Edith Bowen Laboratory School was chosen last year as one of three elementary schools in the nation to receive grants to be First Amendment schools.
Students have jumped at the chance to participate in the school’s new programs, which include a student newspaper and Student Citizenship Record cards.
“It’s about helping teachers to help students recognize their citizenship and diversity,” said Martha Ball, head of the state’s 3R program (Rights, Responsibilities and Respect).
Ball did a series of workshops with the faculty at Edith Bowen for about a year before she encouraged them to apply for the grant they now have.
“A group of parents went to the state core curriculum and pulled out goals that could go on the citizenship cards,” principal Kaye Rhees said.

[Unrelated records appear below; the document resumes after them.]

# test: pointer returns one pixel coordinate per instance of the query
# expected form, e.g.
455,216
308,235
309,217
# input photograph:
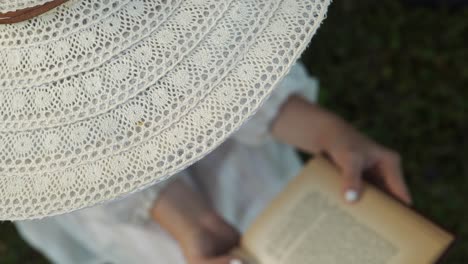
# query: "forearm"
303,125
178,209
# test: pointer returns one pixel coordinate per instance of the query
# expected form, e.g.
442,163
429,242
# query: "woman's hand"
204,237
315,130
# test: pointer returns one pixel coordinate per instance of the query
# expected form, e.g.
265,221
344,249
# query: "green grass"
400,75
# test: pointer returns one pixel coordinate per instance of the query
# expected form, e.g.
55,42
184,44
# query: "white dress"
240,177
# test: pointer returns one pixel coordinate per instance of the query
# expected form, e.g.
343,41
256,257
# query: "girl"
196,218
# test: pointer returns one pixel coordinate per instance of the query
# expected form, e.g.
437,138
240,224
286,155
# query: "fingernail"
351,196
235,261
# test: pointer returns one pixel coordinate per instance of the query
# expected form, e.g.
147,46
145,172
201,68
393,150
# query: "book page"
309,223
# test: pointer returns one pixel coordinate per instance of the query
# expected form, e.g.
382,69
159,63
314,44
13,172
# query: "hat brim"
158,130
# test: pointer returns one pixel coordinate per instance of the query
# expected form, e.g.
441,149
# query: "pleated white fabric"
100,99
240,177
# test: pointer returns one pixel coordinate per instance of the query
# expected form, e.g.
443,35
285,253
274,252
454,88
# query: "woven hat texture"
99,99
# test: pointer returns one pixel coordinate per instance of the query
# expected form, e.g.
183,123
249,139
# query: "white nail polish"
235,261
351,195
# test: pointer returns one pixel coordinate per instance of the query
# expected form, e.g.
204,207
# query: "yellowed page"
309,223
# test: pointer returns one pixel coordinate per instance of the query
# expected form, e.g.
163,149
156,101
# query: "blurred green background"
400,74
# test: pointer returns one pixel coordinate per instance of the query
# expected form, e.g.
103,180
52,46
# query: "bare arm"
314,129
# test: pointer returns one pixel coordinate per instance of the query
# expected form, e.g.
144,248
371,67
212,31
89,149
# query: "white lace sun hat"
99,99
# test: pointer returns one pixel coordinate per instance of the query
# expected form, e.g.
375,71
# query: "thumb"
351,167
225,260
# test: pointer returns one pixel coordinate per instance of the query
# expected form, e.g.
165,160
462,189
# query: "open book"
310,223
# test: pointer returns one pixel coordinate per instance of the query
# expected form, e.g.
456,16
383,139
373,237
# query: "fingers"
352,167
224,260
389,167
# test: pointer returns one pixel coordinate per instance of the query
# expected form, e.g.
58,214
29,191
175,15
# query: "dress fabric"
240,177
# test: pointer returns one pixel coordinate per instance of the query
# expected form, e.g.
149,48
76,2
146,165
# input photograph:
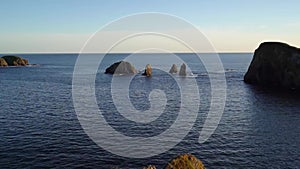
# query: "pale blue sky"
64,25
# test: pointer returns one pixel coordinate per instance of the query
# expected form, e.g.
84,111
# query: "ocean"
39,127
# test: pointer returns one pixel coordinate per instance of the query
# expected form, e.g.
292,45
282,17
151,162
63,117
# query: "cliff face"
275,64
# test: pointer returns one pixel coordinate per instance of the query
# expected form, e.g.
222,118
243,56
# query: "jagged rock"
182,71
121,67
150,167
148,70
275,64
3,63
186,161
15,61
173,69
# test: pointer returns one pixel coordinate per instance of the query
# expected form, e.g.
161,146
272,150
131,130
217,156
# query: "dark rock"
150,167
3,63
275,64
173,69
182,71
148,70
15,61
186,161
121,67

The group is diverse, she said, and the cards have been a giant success. Students from kindergarten to fifth grade participate by completing the five objectives, as they are called – tailored to grade levels – and then when they’ve finished each student chooses a prize. They can pick from a First Amendment T-shirt or, as most of the children have, they can choose from the alternative charitable gift list in Rhees office.
“One student wanted to share in the bicycle program in Ghana,” Rhees said. “A kindergartner sent 20 fruit trees to Nicaragua.”
A young girl spoke to Rhees this week asking if she could choose from the alternative list and help globally by providing medicine for 100 people. Other gifts from that list include: Purchasing a day of groceries for one family in the United States, helping buy a wheelchair to someone in China and providing school supplies for one student in Afghanistan.
“The students are becoming more confident with adults,” Rhees said. “There is dialogue about diversity for the kids.”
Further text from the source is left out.